Dari sisi hukum, kedua pelaku saat ini masih dirawat di rumah sakit sambil menunggu proses penyidikan lebih lanjut. Mereka terancam pasal 363 KUHP tentang pencurian dengan kekerasan yang ancaman hukumannya mencapai 7 tahun penjara.
Tokoh masyarakat Belawan, Maruli Sitorus, menyesalkan kejadian ini tetapi memahami kemarahan warga. “Sudah terlalu sering warga kami jadi korban jambret. Tapi saya tetap minta warga serahkan ke polisi,” ucapnya sambil berharap ada solusi jangka panjang untuk masalah kriminalitas di wilayahnya.
Pemerhati masalah sosial, Dr. Ahmad Syafii, menyarankan perlunya pendekatan multidimensi untuk mengatasi akar masalah kriminalitas remaja. “Faktor ekonomi, pendidikan, dan lingkungan harus jadi perhatian. Penindakan hukum saja tidak cukup tanpa pencegahan,” paparnya.

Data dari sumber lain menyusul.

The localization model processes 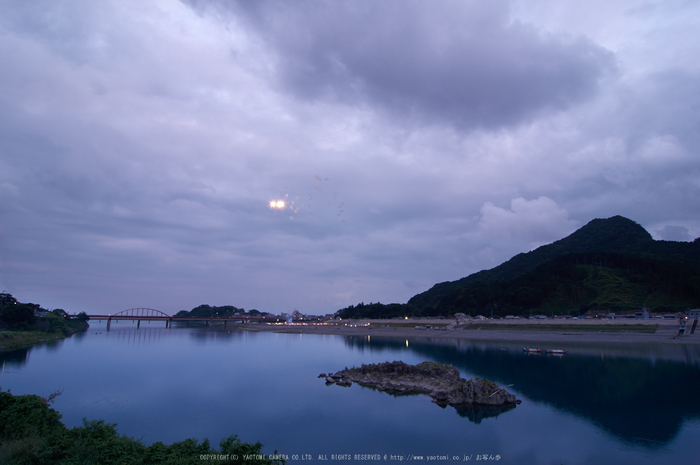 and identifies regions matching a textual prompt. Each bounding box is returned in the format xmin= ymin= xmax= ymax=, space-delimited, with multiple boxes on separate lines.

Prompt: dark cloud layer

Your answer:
xmin=0 ymin=0 xmax=700 ymax=313
xmin=189 ymin=0 xmax=614 ymax=129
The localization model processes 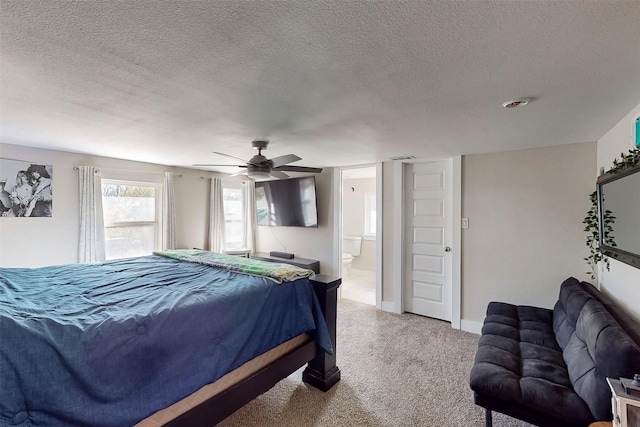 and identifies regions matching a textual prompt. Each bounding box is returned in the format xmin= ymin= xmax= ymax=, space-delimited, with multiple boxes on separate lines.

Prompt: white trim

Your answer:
xmin=375 ymin=162 xmax=384 ymax=309
xmin=393 ymin=161 xmax=404 ymax=313
xmin=451 ymin=156 xmax=462 ymax=329
xmin=380 ymin=301 xmax=395 ymax=313
xmin=460 ymin=319 xmax=483 ymax=335
xmin=333 ymin=168 xmax=342 ymax=280
xmin=393 ymin=156 xmax=464 ymax=329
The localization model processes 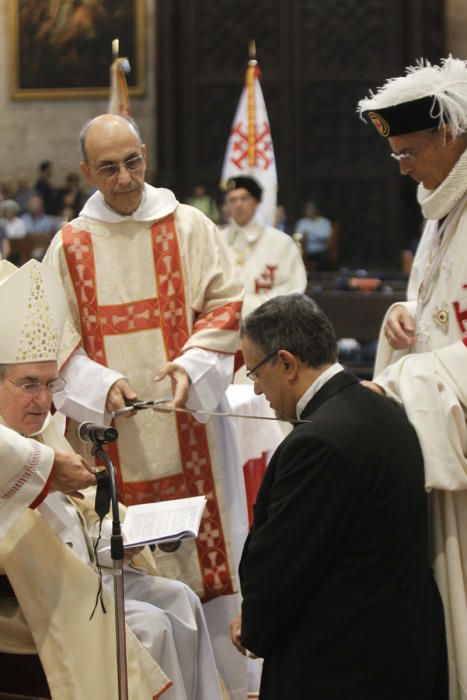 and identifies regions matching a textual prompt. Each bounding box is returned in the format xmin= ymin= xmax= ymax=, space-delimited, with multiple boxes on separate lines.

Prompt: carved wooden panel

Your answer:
xmin=157 ymin=0 xmax=444 ymax=267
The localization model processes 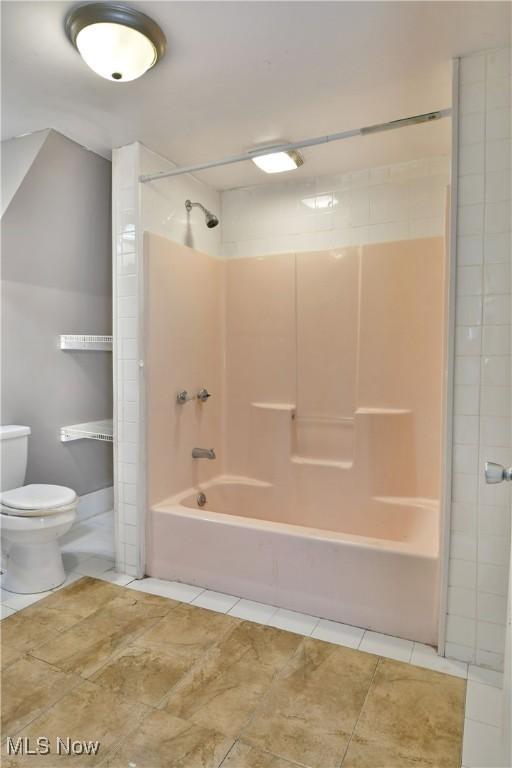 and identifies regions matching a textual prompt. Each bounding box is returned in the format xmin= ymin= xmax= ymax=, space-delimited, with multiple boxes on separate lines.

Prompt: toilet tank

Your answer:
xmin=0 ymin=424 xmax=30 ymax=491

Kasus ini kembali memantik perdebatan tentang efektivitas hukuman sosial versus proses hukum formal. Sementara sebagian masyarakat mendukung tindakan tegas warga, para ahli hukum tetap menekankan pentingnya mengedepankan proses peradilan yang fair.
Kepolisian kini tengah mendalami apakah ada jaringan penjambret yang lebih besar di balik kedua remaja ini. Investigasi juga dilakukan untuk melacak apakah ada barang bukti lain atau modus operandi yang lebih terorganisir.
Sebagai penutup, insiden ini menyisakan pelajaran berharga tentang pentingnya sinergi antara penegak hukum dan masyarakat dalam menciptakan keamanan. Sementara aparat berjanji meningkatkan pengamanan, warga diharapkan bisa lebih percaya pada proses hukum yang ada.